Ricimer stood. "Tie her," he said to Lightbody. At the tramhead, the Venerians had found a coil of rope woven somewhere on mirrorside. The Molt laborers said they used it to bind bulky loads onto the cars. "And give her a drink, if there is one."

Jeude shrugged and took a bottle out of his sabretache.

The door opened and banged closed again. Dole and Coye came into the office with a drift of sand despite the near airlock.

"It's all outgoing stuff, sir," the bosun said, echoing Jeude of a moment before. "There's not a chip in the settlement."

He noticed the office console and pointed his breechloader at it. "Besides whatever's in that unit, I guess."

Ricimer looked at his men. Greg winced mentally to see his friend's haggard face. While the rest of them simply tried not to scream during the slow suffocation of the Umber's approach, Piet brought the jerry-built vessel down softly by the standards of a manual landing on a proper ship.

"We've gotten here too late to find the chips I'd hoped," he said quietly. "Over the past week, the stockpile was taken across the Mirror in anticipation of the Earth Convoy's arrival."

He licked his lips, chapped by sand blown on the dry wind. "The chips haven't vanished. With the celebration going on, officials of Umber City and the convoy won't have had time to complete loading the ships. They may not even have started yet."

Ricimer's voice grew louder, stronger. Gregg grinned coldly to see gray tension vanish from his friend's face and his eyes brighten again.

"To get the chips, we would have to cross the Mirror again," he said. "To return to Umber City. You all know the risks. You all know-"

His voice would have filled a room of ten times the volume of this office.

"— that I failed before, that many of our f-friends and loved ones were killed because of my miscalculation. The risks are even greater now, because the convoy and all its personnel will be in Umber City."

"Hey, it's not that dangerous," Jeude protested. "The Feds won't be expecting us this direction, right?"

Ricimer's head rotated like a lathe turret. "They didn't expect us before," he said harshly to Jeude. "That didn't prevent them from reacting effectively."

He scanned his assembled men. "Guillermo tells me the labor force here will help us, run the trams the way they do for their masters. He's organizing that now. In exchange, we will take every slave off this planet. We can't return them to their home planets, but they'll be able to live free on Benison with K'Jax."

"Gonna be tight. ." Dole muttered. Catching himself, he added quickly, "Not that we're not used to it. No problem."

Free with K'Jax, Gregg thought. He was willing to grant that Molts were "human," whatever that meant. He hadn't seen anything to suggest they were saints, though; or that K'Jax would be considered a particularly benevolent leader of any race.

"I won't order you men to go to Umber City again with me," Ricimer went on fiercely. "I won't think the less of anyone who wants to stay.
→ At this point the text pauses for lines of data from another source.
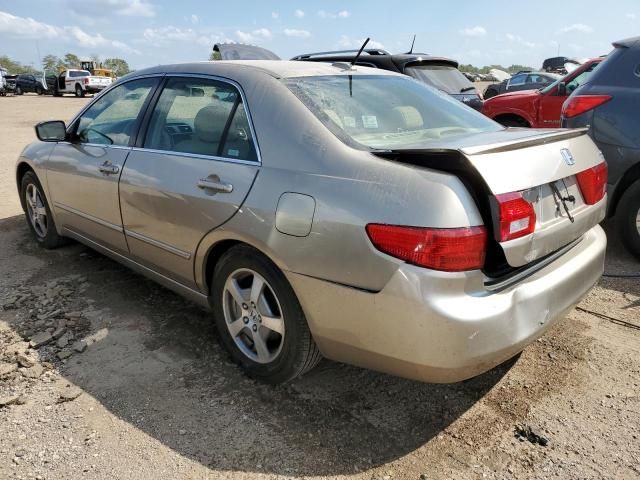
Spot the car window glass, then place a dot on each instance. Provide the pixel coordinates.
(517, 80)
(111, 120)
(386, 112)
(193, 116)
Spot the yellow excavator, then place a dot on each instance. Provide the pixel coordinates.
(96, 68)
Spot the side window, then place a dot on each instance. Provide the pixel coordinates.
(111, 120)
(202, 117)
(517, 80)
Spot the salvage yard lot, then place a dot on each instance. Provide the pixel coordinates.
(146, 391)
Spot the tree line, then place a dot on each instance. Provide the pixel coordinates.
(70, 60)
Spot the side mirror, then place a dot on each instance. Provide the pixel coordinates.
(562, 89)
(51, 131)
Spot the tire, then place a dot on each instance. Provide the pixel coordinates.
(285, 355)
(628, 219)
(43, 229)
(514, 122)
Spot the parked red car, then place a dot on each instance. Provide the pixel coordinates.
(537, 108)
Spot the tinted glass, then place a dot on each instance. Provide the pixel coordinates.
(202, 117)
(443, 77)
(518, 79)
(386, 112)
(112, 119)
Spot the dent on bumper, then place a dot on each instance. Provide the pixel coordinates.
(443, 327)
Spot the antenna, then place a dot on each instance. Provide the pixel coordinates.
(412, 43)
(353, 62)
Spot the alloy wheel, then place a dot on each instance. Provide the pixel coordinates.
(253, 315)
(36, 210)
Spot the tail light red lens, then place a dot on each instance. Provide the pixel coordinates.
(593, 183)
(517, 217)
(576, 105)
(446, 249)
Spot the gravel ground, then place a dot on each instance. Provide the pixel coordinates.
(106, 375)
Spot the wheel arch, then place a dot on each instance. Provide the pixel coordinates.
(211, 249)
(630, 177)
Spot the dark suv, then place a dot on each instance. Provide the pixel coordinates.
(609, 105)
(26, 83)
(441, 73)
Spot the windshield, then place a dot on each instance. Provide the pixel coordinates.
(386, 112)
(578, 80)
(444, 77)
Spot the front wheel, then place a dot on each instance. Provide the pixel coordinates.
(628, 219)
(38, 213)
(259, 318)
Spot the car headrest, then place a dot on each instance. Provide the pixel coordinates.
(410, 117)
(209, 123)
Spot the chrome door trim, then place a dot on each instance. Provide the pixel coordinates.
(196, 155)
(167, 282)
(242, 96)
(86, 216)
(157, 243)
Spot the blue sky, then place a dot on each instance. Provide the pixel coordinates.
(150, 32)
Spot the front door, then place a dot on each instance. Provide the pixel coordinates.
(83, 174)
(190, 174)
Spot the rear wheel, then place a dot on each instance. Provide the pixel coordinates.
(38, 213)
(259, 318)
(628, 219)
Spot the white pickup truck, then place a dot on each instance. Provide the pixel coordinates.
(79, 82)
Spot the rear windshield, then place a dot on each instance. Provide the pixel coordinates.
(386, 112)
(444, 77)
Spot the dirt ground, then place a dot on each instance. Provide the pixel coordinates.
(144, 391)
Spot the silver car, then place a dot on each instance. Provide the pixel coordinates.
(328, 211)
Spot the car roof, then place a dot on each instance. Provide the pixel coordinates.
(274, 68)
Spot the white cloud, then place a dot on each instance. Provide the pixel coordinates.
(477, 31)
(26, 27)
(292, 32)
(129, 8)
(576, 27)
(340, 14)
(253, 36)
(349, 42)
(167, 35)
(519, 40)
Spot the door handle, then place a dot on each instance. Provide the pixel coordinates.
(207, 184)
(109, 168)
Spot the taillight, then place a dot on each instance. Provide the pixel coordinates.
(517, 217)
(593, 183)
(575, 105)
(446, 249)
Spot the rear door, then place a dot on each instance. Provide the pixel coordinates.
(189, 174)
(83, 174)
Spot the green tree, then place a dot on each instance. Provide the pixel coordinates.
(119, 66)
(71, 60)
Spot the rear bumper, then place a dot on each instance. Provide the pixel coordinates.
(445, 327)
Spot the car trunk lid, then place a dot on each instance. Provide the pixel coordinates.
(539, 167)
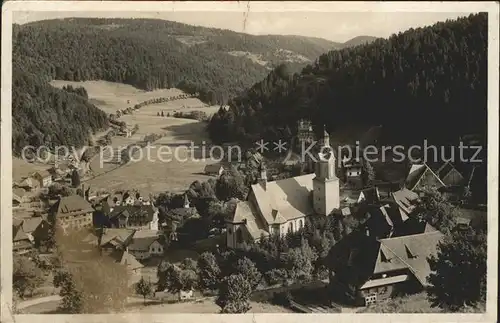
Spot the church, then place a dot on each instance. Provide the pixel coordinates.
(278, 207)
But I'm going across, and with the help of God I hope this time to succeed."

Stampfer dropped the second fruit pit on the floor. "I haven't come all this way to go home poor," he said.

Yeah/Sure/Count me in from the remainder of the crew.

Gregg said nothing. He was smiling slightly, and his eyes were light-years distant.

"Stephen?" Piet Ricimer said.

Gregg shook himself to wakefulness. "If the Earth Convoy's in, then so is Administrator Carstensen," he said in a trembling, gentle voice. "I'd like to meet him and discuss Biruta. For a time."

Coye, who hadn't been around Stephen Gregg as long as some of the others, swore softly and turned away from the expression on the young gentleman's face.